According to IBM human parity was considered a 5.9% word error rate but IBM who partnered with Appen, a speech and technology service provider, reassessed the industry benchmark and determined that human parity is lower than what anyone has yet achieved: 5.1%.
“Reaching human parity – meaning an error rate on par with that of two humans speaking – has long been the ultimate industry goal. Others in the industry are chasing this milestone alongside us, and some have recently claimed reaching 5.9% as equivalent to human parity…but we’re not popping the champagne yet. As part of our process in reaching today’s milestone, we determined human parity is actually lower than what anyone has yet achieved — at 5.1%,” wrote George Saon principal research scientist with IBM in a blog post on the subject.
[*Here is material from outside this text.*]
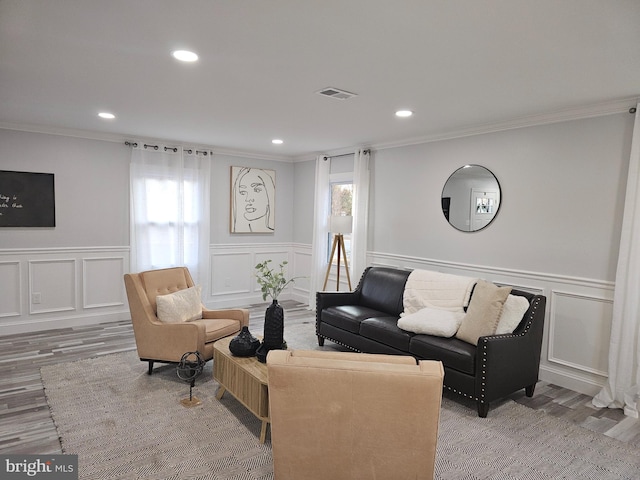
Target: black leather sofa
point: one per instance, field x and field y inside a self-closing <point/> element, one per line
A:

That reassessment however might ruffle some feathers as in October Microsoft Artificial Intelligence and Research group said its speech recognition system had attained “human parity” and made fewer errors than a human professional transcriptionist.
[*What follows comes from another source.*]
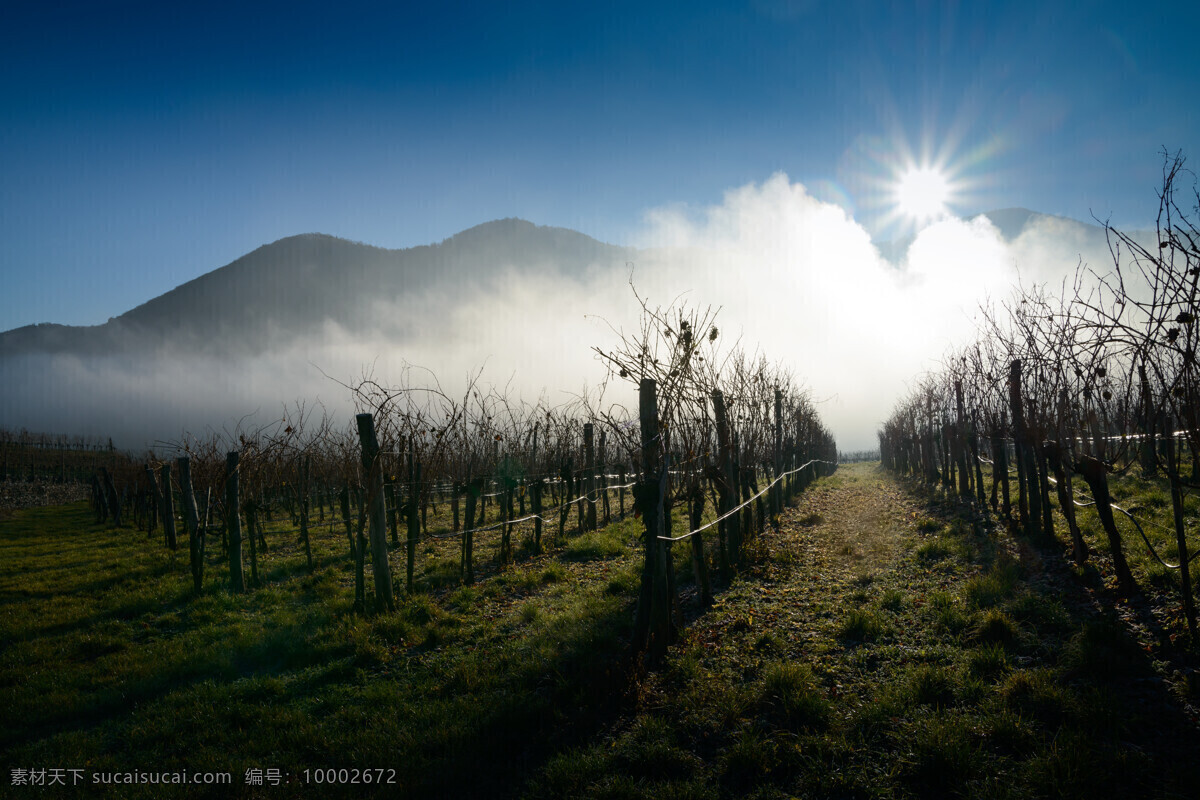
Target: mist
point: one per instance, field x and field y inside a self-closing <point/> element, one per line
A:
<point x="796" y="278"/>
“The error rate of professional transcriptionists is 5.9% for the Switchboard portion of the data, in which newly acquainted pairs of people discuss an assigned topic, and 11.3% for the CallHome portion where friends and family members have open-ended conversations. In both cases, our automated system establishes a new state-of-the-art, and edges past the human benchmark. This marks the first time that human parity has been reported for conversational speech,” the researchers wrote in their paper. Switchboard is a standard set of conversational speech and text used in speech recognition tests.
The 5.9% error rate is about equal to that of people who were asked to transcribe the same conversation, and it’s the lowest ever recorded against the industry standard Switchboard speech recognition task, Microsoft wrote on its web site.
IBM’s Saon wrote: “We also realized finding a standard measurement for human parity across the industry is more complex than it seems. Beyond SWITCHBOARD, another industry corpus, known as “CallHome,” offers a different set of linguistic data that can be tested, which is created from more colloquial conversations between family members on topics that are not pre-fixed. Conversations from CallHome data are more challenging for machines to transcribe than those from SWITCHBOARD, making breakthroughs harder to achieve. (On this corpus we achieved a 10.3 percent word error rate – another industry record – but again, with Appen’s help, measured human performance in the same situation to be 6.8 percent).”
Also from the IBM blog, Julia Hirschberg, a professor and Chair at the Department of Computer Science at Columbia University, commented on the challenge of speech recognition:
“The ability to recognize speech as well as humans do is a continuing challenge, since human speech, especially during spontaneous conversation, is extremely complex. It’s also difficult to define human performance, since humans also vary in their ability to understand the speech of others. When we compare automatic recognition to human performance it’s extremely important to take both these things into account: the performance of the recognizer and the way human performance on the same speech is estimated,” she shared.
Speech recognition breakthroughs come after decades of research in speech recognition, beginning in the early 1970s with DARPA, Microsoft wrote. Over time, most major technology companies and many research organizations have developed speech recognition technologies including BBN, Google, Microsoft, Hewlett Packard and IBM.